Oldham or else you loseham?
Oldham is oop norf innit? I wouldn't move up there if I got the train fare free. Been there, done it and couldn't wait to get home again.


----------



## xXFooFooLaFluffXx (Aug 4, 2007)

fenwoman said:


> Oldham or else you loseham?
> Oldham is oop norf innit? I wouldn't move up there if I got the train fare free. Been there, done it and couldn't wait to get home again.

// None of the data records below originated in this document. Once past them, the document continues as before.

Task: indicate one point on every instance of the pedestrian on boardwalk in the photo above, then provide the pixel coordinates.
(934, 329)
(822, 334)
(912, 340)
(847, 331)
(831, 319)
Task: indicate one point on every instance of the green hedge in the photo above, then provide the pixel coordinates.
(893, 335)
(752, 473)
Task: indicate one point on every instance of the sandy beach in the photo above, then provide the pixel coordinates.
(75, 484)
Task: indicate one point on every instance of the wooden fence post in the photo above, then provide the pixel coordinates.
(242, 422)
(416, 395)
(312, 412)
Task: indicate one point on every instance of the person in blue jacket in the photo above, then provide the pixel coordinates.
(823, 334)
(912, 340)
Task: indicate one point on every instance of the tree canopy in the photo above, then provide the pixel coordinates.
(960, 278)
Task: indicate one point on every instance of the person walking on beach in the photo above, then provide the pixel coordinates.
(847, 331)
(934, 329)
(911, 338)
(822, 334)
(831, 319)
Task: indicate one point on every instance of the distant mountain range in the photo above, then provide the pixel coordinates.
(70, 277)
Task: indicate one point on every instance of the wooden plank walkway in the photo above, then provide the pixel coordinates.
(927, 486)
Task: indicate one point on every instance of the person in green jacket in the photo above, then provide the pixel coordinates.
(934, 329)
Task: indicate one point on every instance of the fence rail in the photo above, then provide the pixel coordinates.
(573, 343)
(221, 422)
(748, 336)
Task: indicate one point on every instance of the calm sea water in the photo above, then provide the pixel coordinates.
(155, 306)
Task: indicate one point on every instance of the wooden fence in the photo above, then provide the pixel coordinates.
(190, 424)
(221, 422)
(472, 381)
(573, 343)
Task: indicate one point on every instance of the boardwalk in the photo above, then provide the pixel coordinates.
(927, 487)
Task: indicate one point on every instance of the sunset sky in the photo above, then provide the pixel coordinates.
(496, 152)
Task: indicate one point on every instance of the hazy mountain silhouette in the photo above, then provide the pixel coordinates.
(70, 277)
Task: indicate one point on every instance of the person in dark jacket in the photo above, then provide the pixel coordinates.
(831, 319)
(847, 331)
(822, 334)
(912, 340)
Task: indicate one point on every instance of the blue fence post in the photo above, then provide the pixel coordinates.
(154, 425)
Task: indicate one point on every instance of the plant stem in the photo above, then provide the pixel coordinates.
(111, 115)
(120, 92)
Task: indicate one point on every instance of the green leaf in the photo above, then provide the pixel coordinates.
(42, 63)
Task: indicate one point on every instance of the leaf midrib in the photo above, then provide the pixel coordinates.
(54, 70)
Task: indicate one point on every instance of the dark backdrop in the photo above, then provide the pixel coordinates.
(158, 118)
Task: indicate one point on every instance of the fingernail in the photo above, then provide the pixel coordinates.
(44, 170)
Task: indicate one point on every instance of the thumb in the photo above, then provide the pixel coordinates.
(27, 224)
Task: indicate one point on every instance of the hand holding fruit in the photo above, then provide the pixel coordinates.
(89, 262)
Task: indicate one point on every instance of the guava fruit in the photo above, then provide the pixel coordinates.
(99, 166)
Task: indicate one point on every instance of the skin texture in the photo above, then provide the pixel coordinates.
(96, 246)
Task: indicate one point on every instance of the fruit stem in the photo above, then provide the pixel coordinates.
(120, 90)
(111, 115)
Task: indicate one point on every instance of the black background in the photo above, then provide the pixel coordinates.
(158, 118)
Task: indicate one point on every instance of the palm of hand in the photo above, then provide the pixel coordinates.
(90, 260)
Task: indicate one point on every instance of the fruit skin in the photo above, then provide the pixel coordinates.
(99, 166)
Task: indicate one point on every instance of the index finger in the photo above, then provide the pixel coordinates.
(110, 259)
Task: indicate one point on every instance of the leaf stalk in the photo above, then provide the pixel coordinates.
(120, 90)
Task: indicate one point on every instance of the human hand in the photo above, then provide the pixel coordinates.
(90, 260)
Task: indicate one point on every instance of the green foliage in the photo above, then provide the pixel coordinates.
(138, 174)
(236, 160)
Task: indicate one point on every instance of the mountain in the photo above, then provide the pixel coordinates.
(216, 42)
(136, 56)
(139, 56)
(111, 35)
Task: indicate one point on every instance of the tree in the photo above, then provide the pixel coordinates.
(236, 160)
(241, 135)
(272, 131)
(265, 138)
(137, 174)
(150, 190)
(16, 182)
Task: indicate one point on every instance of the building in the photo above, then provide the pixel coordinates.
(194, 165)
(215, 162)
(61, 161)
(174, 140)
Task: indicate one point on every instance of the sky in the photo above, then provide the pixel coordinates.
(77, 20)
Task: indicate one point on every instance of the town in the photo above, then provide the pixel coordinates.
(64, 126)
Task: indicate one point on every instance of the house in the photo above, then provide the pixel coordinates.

ar right, you just seem to have picked up the oldham lingo and intelligence  <<hope sinni doesnt see this lmao>>


----------



## fenwoman (Apr 15, 2008)

xXFooFooLaFluffXx said:


> ar right, you just seem to have picked up the oldham lingo and intelligence  <<hope sinni doesnt see this lmao>>


 It can't be worse than Burnley lingo where they pronounce their 't's as 'k'.
They say Bokkle instead of bottle and hospikal instead of hospital or horsepiddle as I prefer.
But we digress. Now..<thinks> what can you be getting for crimbo?
chocolate coated scorpions? crispy fried locusts? a kune kune pig?
a runner bean snake like wot Nerys 'as got? C'mon, gizza clue. h'animal, vegeritibble or mineral?


----------



## xXFooFooLaFluffXx (Aug 4, 2007)

fenwoman said:


> It can't be worse than Burnley lingo where they pronounce their 't's as 'k'.
> They say Bokkle instead of bottle and hospikal instead of hospital or horsepiddle as I prefer.
> But we digress. Now..<thinks> what can you be getting for crimbo?
> chocolate coated scorpions? crispy fried locusts? a kune kune pig?
> a runner bean snake like wot Nerys 'as got? C'mon, gizza clue. h'animal, vegeritibble or mineral?


its a haminal


----------



## Meko (Apr 29, 2007)

is it Stephen Hawkins?


----------



## fenwoman (Apr 15, 2008)

Meko said:


> is it Stephen Hawkins?


 Tsk, course it isn't silly. She said it was a haminal and he is a vegeritibble innit?


----------



## Meko (Apr 29, 2007)

lol, i'll give you that one.


----------



## Shell195 (May 31, 2007)

:lol2: Fenny


----------



## Amalthea (Oct 2, 2007)

*LMAO* You peoples is cwayzee.

Good thing I have lived in the North of the UK for a while now, cuz I actually understand you lot (oh God!! IS that a good thing?!?). If I was still a happily naive American who thought all you lot sounded like the queen (I never did, btw), I'd be lost completely!!!


----------



## xXFooFooLaFluffXx (Aug 4, 2007)

one more sleep to go!!!!!!!!!! tis like christmas eve!!!!!!!!!!!! im gunna go bed now so it comes quicker!!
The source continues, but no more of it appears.